Organization and management
Manufacturing organizations will need to change in order to accommodate a larger, more tightly integrated IT function, together with more specialized data handling and analysis in support of production roles. But they will also need to redefine every role in the organization, from the operational front line to the CEO. Targets and key performance indicators will have to evolve, for example, to avoid creating incentives for suboptimal performance.
Companies will also need new ways to monitor progress, such as by measuring the rate at which staff are trained in new techniques, and their level of acceptance of new improvement tools and approaches. Technology will have a role to play here, too.
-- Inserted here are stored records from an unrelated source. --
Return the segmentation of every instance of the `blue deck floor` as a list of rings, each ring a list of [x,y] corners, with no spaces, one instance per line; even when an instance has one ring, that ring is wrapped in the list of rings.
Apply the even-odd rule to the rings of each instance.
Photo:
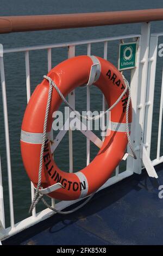
[[[163,185],[163,165],[156,169]],[[2,243],[163,245],[163,199],[158,192],[145,170],[98,192],[75,213],[55,215]]]

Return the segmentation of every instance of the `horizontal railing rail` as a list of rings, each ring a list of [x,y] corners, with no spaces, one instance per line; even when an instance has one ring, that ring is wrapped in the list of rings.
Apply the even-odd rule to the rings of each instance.
[[[163,9],[53,15],[0,17],[0,34],[117,24],[163,20]]]

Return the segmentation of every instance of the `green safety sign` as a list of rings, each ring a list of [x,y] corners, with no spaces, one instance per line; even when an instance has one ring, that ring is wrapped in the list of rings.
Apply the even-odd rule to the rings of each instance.
[[[118,70],[134,69],[136,64],[136,42],[120,44],[118,57]]]

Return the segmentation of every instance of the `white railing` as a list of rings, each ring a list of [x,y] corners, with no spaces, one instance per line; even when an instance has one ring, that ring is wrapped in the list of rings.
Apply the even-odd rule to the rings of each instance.
[[[52,215],[54,212],[46,209],[39,213],[36,213],[35,209],[32,212],[32,216],[26,218],[18,223],[14,221],[13,196],[11,177],[11,167],[10,160],[10,139],[9,133],[9,125],[8,120],[7,101],[6,96],[6,83],[5,80],[5,70],[4,67],[4,55],[13,52],[23,52],[25,54],[26,74],[26,88],[27,102],[30,97],[30,62],[29,52],[32,51],[47,50],[47,70],[49,71],[52,68],[52,49],[53,48],[67,47],[68,58],[75,56],[76,46],[77,45],[85,45],[87,47],[87,54],[91,53],[91,45],[93,43],[103,42],[104,44],[103,57],[107,59],[108,44],[110,41],[115,40],[126,40],[130,39],[136,40],[139,42],[139,49],[137,56],[136,68],[131,69],[130,71],[130,87],[131,99],[133,109],[133,121],[131,126],[131,138],[134,145],[135,150],[136,152],[137,159],[134,160],[131,157],[128,157],[126,161],[126,170],[120,173],[119,167],[116,169],[115,175],[110,178],[108,181],[99,190],[103,189],[113,184],[115,184],[122,179],[132,175],[134,172],[140,174],[142,164],[142,151],[141,144],[147,148],[148,156],[150,155],[151,139],[152,136],[152,123],[154,100],[154,89],[155,83],[155,74],[156,71],[156,62],[157,56],[158,37],[158,34],[150,35],[150,23],[143,23],[141,28],[141,35],[130,34],[124,36],[110,37],[100,39],[80,41],[77,42],[55,44],[53,45],[41,45],[27,47],[20,47],[3,50],[3,46],[1,45],[0,61],[1,61],[1,77],[3,98],[3,107],[4,118],[4,127],[5,135],[6,154],[7,161],[7,172],[8,179],[8,188],[9,194],[10,206],[10,226],[5,228],[4,202],[3,196],[3,186],[2,179],[2,170],[0,161],[0,239],[4,239],[9,236],[12,235],[24,228],[27,228],[35,223],[42,221]],[[150,47],[149,47],[150,44]],[[149,59],[148,59],[149,55]],[[65,58],[67,57],[65,56]],[[158,131],[158,143],[157,157],[152,163],[155,165],[163,162],[163,156],[160,156],[161,131],[162,124],[162,112],[163,103],[163,82],[162,83],[161,100],[160,101],[160,112]],[[90,110],[90,88],[86,89],[86,109]],[[71,105],[75,107],[75,92],[68,95],[68,101]],[[105,99],[103,97],[103,110],[105,109]],[[148,127],[148,129],[147,129]],[[70,172],[73,171],[73,144],[72,131],[68,131],[69,138],[69,161]],[[59,144],[62,139],[64,134],[62,133],[62,137],[59,138],[56,143]],[[52,139],[53,135],[52,133]],[[103,139],[103,138],[102,138]],[[54,138],[55,141],[55,138]],[[17,142],[19,143],[19,142]],[[128,149],[129,150],[129,149]],[[90,138],[87,138],[86,141],[86,164],[90,162]],[[1,160],[1,159],[0,159]],[[33,198],[34,191],[33,186],[31,186],[31,197]],[[81,200],[81,199],[79,199]],[[55,205],[54,199],[52,200],[52,205],[57,209],[62,210],[78,201],[62,201]]]

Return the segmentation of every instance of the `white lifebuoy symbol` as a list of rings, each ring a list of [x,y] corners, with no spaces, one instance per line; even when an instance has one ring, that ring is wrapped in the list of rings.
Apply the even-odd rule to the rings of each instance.
[[[126,55],[126,53],[128,51],[129,51],[130,54],[129,56]],[[124,60],[129,60],[133,57],[133,48],[131,46],[127,46],[126,47],[123,51],[123,59]]]

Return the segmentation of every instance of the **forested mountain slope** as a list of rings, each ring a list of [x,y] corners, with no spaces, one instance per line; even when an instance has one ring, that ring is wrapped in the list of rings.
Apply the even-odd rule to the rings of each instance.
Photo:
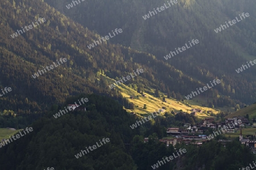
[[[73,22],[43,1],[1,2],[0,8],[0,80],[2,87],[13,89],[0,99],[1,104],[5,109],[15,110],[19,114],[42,112],[52,102],[61,103],[67,97],[81,92],[99,93],[121,100],[117,91],[110,91],[110,82],[100,78],[101,73],[117,80],[133,70],[142,68],[144,73],[127,84],[137,84],[142,90],[147,87],[158,88],[179,99],[182,99],[182,95],[205,85],[208,80],[221,79],[211,74],[207,78],[202,75],[202,79],[194,79],[175,69],[176,66],[159,60],[152,54],[113,45],[109,41],[90,50],[86,45],[97,40],[99,35]],[[11,37],[11,35],[22,29],[22,27],[31,24],[39,18],[45,18],[45,23]],[[123,31],[119,36],[122,35],[126,34]],[[38,70],[64,57],[67,62],[32,78]],[[203,81],[204,79],[207,81]],[[240,101],[221,96],[221,92],[227,94],[224,90],[229,88],[226,81],[223,78],[220,86],[222,88],[218,90],[216,87],[205,91],[202,96],[213,96],[215,107],[241,104]],[[245,82],[241,81],[240,84]],[[237,87],[240,90],[236,91],[236,95],[242,92],[247,94],[247,90],[251,90],[251,96],[247,95],[247,100],[241,101],[249,102],[254,99],[254,86],[251,84],[244,84],[241,88]],[[128,105],[127,101],[124,103]]]
[[[256,2],[178,0],[177,4],[150,18],[143,18],[149,11],[164,3],[168,5],[167,1],[88,0],[68,9],[66,6],[72,1],[46,1],[102,36],[121,28],[123,33],[111,39],[111,42],[151,53],[196,82],[207,83],[217,77],[221,80],[221,86],[216,87],[220,95],[249,104],[254,101],[256,67],[251,66],[240,74],[235,70],[256,59]],[[242,12],[248,12],[250,16],[217,33],[214,31],[225,22],[240,18]],[[188,44],[192,39],[198,39],[200,43],[167,61],[164,58],[170,51]],[[165,75],[171,75],[168,70]],[[187,90],[178,90],[185,95],[199,88],[195,83],[185,86],[189,87]],[[217,103],[216,105],[221,105]]]

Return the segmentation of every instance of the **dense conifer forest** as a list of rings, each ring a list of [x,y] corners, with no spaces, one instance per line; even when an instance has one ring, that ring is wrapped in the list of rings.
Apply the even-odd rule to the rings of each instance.
[[[208,107],[220,109],[216,109],[216,115],[209,114],[216,121],[225,121],[228,108],[240,109],[256,101],[256,66],[240,74],[235,71],[256,59],[256,2],[177,1],[147,20],[142,16],[167,1],[88,0],[70,9],[65,7],[72,2],[68,0],[0,1],[0,89],[12,89],[0,97],[0,128],[34,129],[0,145],[0,169],[148,170],[184,148],[185,154],[158,169],[231,170],[251,163],[255,156],[238,139],[224,146],[217,140],[226,138],[218,137],[200,146],[182,142],[175,148],[160,142],[167,137],[168,127],[202,123],[182,110],[181,114],[159,114],[132,129],[130,125],[142,115],[128,113],[125,109],[136,106],[118,88],[109,87],[142,68],[143,74],[123,84],[142,95],[161,97],[162,104],[165,96],[184,104],[191,91],[218,79],[220,84],[200,96]],[[214,31],[242,12],[250,16],[232,28]],[[46,22],[11,36],[39,18]],[[122,33],[88,48],[117,28]],[[171,59],[164,58],[192,39],[200,43]],[[33,78],[61,58],[67,62]],[[82,97],[89,99],[81,105],[86,112],[53,117]],[[211,133],[210,129],[205,132]],[[75,157],[104,138],[110,142]]]

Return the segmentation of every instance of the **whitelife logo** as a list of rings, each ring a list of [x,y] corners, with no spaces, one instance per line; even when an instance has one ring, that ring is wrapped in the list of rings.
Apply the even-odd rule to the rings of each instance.
[[[256,64],[256,60],[254,60],[253,61],[253,63],[254,63],[254,64],[253,64],[253,62],[252,62],[251,61],[250,61],[249,62],[250,62],[250,63],[251,65],[251,66],[253,66],[254,65],[254,64]],[[248,67],[250,67],[250,65],[249,65],[249,63],[248,63],[248,61],[246,62],[246,63],[247,63],[247,65],[248,65]],[[242,69],[242,67],[243,68],[243,70],[245,70],[245,67],[246,67],[246,69],[248,69],[248,67],[247,67],[246,65],[242,65],[242,67],[241,67],[241,69],[240,69],[240,68],[238,68],[238,69],[237,69],[237,70],[236,70],[236,71],[237,71],[237,73],[240,73],[240,71],[242,72],[242,71],[243,71],[243,69]]]
[[[122,29],[119,28],[119,29],[118,29],[118,32],[117,32],[117,28],[115,28],[115,33],[116,33],[117,35],[118,35],[118,32],[119,32],[119,33],[122,33],[122,32],[123,32],[123,31],[122,30]],[[109,33],[109,36],[110,36],[110,38],[114,37],[115,36],[115,34],[114,33],[114,31],[113,31],[113,30],[112,30],[112,33],[113,33],[113,34],[114,35],[114,36],[113,36],[113,37],[111,36],[110,33],[110,32]],[[106,41],[106,40],[109,40],[109,37],[108,36],[105,36],[105,39],[106,40],[104,39],[104,37],[101,37],[101,38],[98,38],[98,39],[100,40],[100,41],[101,42],[101,44],[102,43],[102,42],[101,41],[101,40],[102,40],[103,41]],[[98,42],[98,41],[94,41],[94,43],[95,44],[95,46],[97,46],[97,44],[96,44],[96,42],[98,43],[98,45],[100,45],[100,42]],[[90,44],[89,45],[87,45],[87,47],[88,47],[89,49],[90,49],[91,48],[94,47],[94,45],[93,44],[93,43],[92,44]]]
[[[189,41],[188,41],[188,42],[189,42],[190,47],[188,46],[188,45],[187,45],[187,43],[186,43],[186,44],[185,44],[185,45],[186,45],[187,48],[185,47],[185,46],[183,46],[181,47],[181,48],[179,48],[179,47],[178,48],[178,50],[179,50],[179,51],[180,53],[182,52],[184,52],[184,51],[186,49],[189,49],[189,48],[190,48],[191,47],[192,47],[192,44],[191,44],[191,42],[193,43],[193,44],[194,45],[195,45],[196,44],[197,44],[198,43],[199,43],[199,40],[196,39],[196,40],[195,40],[195,42],[194,42],[194,39],[193,39],[193,40],[191,40],[191,42],[190,42]],[[196,44],[195,44],[195,43],[196,43]],[[182,51],[180,50],[180,49],[182,49]],[[178,52],[178,51],[177,50],[177,49],[176,49],[176,48],[175,48],[175,50],[176,50],[176,52],[177,52],[177,54],[179,54],[179,52]],[[172,54],[172,57],[174,56],[174,55],[175,55],[175,56],[177,55],[177,54],[175,53],[175,52],[172,52],[172,51],[171,51],[171,52],[170,52],[169,54],[166,55],[166,56],[164,56],[164,58],[166,60],[168,60],[168,58],[172,58],[172,57],[171,56],[171,54]]]
[[[217,83],[218,83],[218,84],[220,83],[220,82],[221,82],[221,81],[219,79],[217,79],[217,80],[214,79],[213,83],[215,84],[215,86],[216,85],[216,82],[216,82]],[[209,88],[211,88],[212,87],[213,87],[214,86],[213,84],[212,84],[212,81],[210,81],[210,83],[212,84],[212,87],[209,87],[208,83],[207,83],[207,86],[208,86]],[[208,90],[207,87],[206,87],[206,86],[204,86],[203,88],[204,89],[204,91],[207,91]],[[196,90],[197,90],[199,94],[200,94],[200,93],[199,91],[198,90],[198,89],[196,88]],[[204,91],[202,91],[202,88],[201,88],[201,87],[199,88],[199,90],[201,91],[201,92],[204,92]],[[187,99],[187,100],[189,100],[189,97],[191,99],[192,99],[193,97],[192,95],[194,96],[194,97],[195,96],[195,93],[196,94],[196,95],[197,95],[197,93],[196,91],[194,91],[194,92],[192,91],[192,94],[190,94],[190,95],[188,95],[187,96],[185,96],[185,97]]]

Software tools can collect data on how and where they are used, for example, giving managers insight into the maturity of application use across the organization.
The engineers and managers running tomorrow’s manufacturing plants will face increasingly relentless pressure to improve performance. Their targets won’t just be more stringent, they’ll be more complex, too, with the need to balance a host of factors including quality, yield, energy consumption, and cost-effective asset life, all set against a background of rapidly changing demand from customers and the wider business. To meet these challenges, companies will need to systematically embrace, create, and evolve new technologies, methods, and analytical methods. We’ve described some of those in this article; others surely are yet to be invented.